Seeking to avoid another short-term extension of federal transportation programs when the current (and eighth short-term extension) expires next March, House and Senate transportation leaders are working hard to gain sufficient support to move their respective transportation proposals.
Key to the discussion is the need for increased federal revenue to fund federal transportation programs at a time when fuel taxes are falling short of current transportation spending levels and far below the projected infrastructure needs of the nation.
In recent days, the Government Accountability Office removed one of the key irritants in the discussion over revenue, finding that no state paid more in federal fuel taxes than was returned in federal transportation dollars. This concern of the so-called “donee” states can only be resolved when there is more money flowing into the highway trust fund. This year, Congress faces multiple threats to transportation dollars — a decrease in driving and more fuel-efficient vehicles reducing dollars — and a budget-cutting environment.

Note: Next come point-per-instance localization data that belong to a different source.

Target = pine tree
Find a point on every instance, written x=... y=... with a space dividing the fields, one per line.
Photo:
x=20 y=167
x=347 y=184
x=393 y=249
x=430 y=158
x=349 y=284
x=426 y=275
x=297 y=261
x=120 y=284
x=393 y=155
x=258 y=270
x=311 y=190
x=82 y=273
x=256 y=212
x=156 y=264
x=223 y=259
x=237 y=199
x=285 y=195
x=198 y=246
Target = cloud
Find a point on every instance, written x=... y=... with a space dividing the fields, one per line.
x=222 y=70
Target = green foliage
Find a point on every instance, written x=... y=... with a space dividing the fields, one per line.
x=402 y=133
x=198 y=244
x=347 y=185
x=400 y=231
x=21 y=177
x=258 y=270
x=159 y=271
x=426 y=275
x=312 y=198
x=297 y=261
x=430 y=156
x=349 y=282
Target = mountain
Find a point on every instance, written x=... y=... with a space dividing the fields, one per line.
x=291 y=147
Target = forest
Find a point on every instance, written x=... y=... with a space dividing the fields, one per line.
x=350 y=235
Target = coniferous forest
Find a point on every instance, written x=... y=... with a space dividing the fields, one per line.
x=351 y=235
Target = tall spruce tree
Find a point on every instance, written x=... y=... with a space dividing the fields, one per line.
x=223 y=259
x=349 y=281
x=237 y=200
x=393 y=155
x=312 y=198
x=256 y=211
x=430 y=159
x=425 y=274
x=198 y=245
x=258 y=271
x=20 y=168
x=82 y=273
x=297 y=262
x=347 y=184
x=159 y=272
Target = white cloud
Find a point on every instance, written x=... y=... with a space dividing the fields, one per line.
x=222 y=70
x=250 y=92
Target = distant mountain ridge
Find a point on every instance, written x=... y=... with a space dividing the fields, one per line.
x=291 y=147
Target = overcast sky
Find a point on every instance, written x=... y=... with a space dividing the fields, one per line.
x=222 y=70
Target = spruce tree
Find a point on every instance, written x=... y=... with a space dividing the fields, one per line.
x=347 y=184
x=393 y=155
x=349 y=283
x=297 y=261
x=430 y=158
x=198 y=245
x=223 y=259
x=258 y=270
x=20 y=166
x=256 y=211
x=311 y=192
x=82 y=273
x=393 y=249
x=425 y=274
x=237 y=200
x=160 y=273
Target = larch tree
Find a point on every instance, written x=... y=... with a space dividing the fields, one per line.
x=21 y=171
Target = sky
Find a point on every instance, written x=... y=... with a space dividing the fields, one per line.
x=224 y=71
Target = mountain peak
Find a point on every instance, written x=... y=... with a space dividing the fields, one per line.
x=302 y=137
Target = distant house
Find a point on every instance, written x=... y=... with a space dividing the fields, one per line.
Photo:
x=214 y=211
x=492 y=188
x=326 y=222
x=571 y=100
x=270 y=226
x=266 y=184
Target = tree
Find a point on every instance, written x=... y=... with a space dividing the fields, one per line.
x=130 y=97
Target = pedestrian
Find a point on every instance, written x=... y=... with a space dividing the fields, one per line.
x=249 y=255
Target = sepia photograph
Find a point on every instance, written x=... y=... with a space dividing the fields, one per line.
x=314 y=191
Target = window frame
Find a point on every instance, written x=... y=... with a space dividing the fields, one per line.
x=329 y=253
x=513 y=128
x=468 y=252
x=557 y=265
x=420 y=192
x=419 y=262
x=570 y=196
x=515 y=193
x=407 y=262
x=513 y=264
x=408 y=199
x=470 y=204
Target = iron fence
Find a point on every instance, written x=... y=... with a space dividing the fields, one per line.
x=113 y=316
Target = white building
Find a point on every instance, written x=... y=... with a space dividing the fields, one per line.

House Transportation and Infrastructure Committee Chairman John Mica (R-Fla.) and Senate Environment and Public Works Committee Chairman Barbara Boxer (D-Calif.) are both talking to their colleagues to find additional revenues to fund a long-term transportation program. This summer, Mica and Boxer offered outlines of long-term legislation to extend federal transportation programs, but have not been able to move further with their legislative proposals.